Quando você objetiva alcançar o controle da epidemia pela exposição acima da população, pela exposição
sem controle da população, você está simplesmente abrindo mão de todo um conhecimento científico
acumulado ao longo de séculos em relação às medidas restritivas que evitam a proliferação
de pragas, né? E não é do século 21 nem do século 20, né? A humanidade já conhece isso há mais de 500 anos, nós temos
registros inclusive na Grécia Antiga, durante o Império Otomano, mais recentemente e em outros
lugares do planeta em que essa estratégia ela foi utilizada para conter a epidemia. Portanto
acreditar que essa estratégia pode ser uma solução para enfrentar a pandemia é antiético
porque você pressupõe que o Estado, as autoridades sanitárias, não podem fazer nada e que nós temos que
deixar a população se infectar, adoecer e morrer os milhões como nós estamos vendo agora na pandemia de covid-19
A gente calcula a setenta por cento como o limiar de rebanho, de número de imunizados assumindo
uma taxa de transmissão que foi vista no início da covid. Se a gente tem uma nova variante com
uma taxa de transmissão mais alta, esse número não vai ser 70, ele vai ser 80 e, se ela for muito alta,
ele vai ser 90. Se ela fosse muito mais baixa, ele podia ser mais baixo. Mas então, primeiro a gente
nem sabe se é 70, e pode ser, inclusive a gente viu que é, com as novas variantes, maior do que 70.

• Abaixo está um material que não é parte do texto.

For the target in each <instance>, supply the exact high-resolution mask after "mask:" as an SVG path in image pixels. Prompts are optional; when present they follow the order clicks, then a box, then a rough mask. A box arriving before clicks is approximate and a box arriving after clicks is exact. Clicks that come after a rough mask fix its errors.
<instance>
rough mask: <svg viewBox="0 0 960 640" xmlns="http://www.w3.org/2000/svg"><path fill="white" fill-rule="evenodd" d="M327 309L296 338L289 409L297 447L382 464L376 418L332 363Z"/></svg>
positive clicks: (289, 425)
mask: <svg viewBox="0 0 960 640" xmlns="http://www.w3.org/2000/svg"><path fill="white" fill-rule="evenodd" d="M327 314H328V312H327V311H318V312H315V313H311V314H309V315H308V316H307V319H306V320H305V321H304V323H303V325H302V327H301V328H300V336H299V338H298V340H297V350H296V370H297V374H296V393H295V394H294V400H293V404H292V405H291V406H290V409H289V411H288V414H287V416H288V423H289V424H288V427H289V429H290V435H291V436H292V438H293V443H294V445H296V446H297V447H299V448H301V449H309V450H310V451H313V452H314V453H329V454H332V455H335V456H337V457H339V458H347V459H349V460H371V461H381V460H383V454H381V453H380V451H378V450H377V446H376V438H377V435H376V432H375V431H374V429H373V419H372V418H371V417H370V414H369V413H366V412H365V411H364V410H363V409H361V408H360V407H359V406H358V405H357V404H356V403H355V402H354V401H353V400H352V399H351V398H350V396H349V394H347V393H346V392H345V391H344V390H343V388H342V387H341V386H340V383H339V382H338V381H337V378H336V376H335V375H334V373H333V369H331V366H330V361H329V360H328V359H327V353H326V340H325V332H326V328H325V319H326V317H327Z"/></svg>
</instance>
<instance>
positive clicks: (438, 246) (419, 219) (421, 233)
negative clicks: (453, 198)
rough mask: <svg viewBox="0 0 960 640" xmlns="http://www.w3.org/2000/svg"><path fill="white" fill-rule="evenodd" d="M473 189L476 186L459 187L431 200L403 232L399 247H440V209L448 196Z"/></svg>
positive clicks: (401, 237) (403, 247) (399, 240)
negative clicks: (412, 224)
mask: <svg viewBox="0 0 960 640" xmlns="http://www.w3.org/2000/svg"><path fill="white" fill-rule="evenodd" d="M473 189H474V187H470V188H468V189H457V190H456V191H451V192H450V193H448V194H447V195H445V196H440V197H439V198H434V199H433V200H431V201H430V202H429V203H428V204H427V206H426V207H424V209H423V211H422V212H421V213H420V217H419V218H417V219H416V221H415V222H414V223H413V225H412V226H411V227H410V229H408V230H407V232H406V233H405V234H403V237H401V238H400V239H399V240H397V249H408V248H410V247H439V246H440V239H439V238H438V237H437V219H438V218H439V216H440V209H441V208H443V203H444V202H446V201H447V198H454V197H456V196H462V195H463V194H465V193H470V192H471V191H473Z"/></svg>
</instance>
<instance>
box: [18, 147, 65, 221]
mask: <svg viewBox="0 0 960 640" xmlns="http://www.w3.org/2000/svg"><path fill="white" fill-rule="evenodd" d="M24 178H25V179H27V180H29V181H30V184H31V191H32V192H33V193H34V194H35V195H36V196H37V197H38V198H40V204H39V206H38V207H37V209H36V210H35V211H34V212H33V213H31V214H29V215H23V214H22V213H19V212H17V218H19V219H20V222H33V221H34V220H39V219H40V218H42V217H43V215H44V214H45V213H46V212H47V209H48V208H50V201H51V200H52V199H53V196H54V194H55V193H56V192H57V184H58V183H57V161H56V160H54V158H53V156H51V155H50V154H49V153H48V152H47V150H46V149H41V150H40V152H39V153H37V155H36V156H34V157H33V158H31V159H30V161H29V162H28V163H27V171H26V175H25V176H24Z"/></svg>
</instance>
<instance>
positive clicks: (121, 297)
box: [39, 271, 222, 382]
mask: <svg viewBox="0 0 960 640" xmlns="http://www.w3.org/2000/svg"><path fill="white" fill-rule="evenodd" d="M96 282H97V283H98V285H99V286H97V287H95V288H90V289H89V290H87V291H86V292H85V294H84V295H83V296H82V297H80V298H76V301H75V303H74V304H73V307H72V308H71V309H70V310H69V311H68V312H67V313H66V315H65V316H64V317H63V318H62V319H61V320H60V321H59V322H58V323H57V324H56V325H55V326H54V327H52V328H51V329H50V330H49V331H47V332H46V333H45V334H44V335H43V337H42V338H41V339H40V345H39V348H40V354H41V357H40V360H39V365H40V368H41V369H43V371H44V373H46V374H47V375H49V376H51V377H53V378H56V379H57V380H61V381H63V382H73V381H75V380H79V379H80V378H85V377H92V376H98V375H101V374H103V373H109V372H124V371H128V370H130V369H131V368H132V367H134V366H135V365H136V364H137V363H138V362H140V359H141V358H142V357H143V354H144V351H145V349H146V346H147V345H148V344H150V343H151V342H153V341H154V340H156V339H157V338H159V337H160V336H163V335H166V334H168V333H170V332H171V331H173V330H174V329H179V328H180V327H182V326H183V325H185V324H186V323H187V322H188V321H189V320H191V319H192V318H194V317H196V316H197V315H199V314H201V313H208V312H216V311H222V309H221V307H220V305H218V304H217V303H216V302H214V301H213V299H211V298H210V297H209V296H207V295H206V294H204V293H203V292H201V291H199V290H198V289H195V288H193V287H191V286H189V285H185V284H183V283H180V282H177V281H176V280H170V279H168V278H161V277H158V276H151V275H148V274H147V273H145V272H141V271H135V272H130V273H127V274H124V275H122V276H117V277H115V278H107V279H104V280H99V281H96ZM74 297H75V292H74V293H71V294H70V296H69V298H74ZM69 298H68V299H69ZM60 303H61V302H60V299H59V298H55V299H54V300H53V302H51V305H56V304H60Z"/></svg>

Então pode ser que a nossa quantidade de pessoas que vai ser derrotada se a gente for
lutar assim é muito maior do que 70. Então você dizer que a estratégia mais adequada é deixar
80 ou 90% das pessoas infectarem, você basicamente está dizendo: Eu vou deixar as pessoas
sofrerem com o vírus sem fazer nada". E sobre a ideia de que isso é inevitável, basta a gente olhar para
outros países que fizeram estratégias de contenção intensas para ver se isso é ou não é evitável e a
gente pode olhar a quantidade total ou a proporção da população infectada de países como Nova
Zelândia, como Taiwan, como Cingapura, Austrália, Coreia do Sul, China, até mesmo Noruega, Finlândia,
em grande parte até a Dinamarca, de uma forma menos perfeita, mas a gente tem muitos países que, se não
foi perfeita a contenção, estão com quantidade de infectados ou a proporção de infectados de um décimo, um vinte avos, ou
até 100 vezes menos que o Brasil, como é o caso de Taiwan. Então, se é inevitável, a gente precisa que
seja explicado o que aconteceu com esses países, porque lá, até o momento, foi evitável.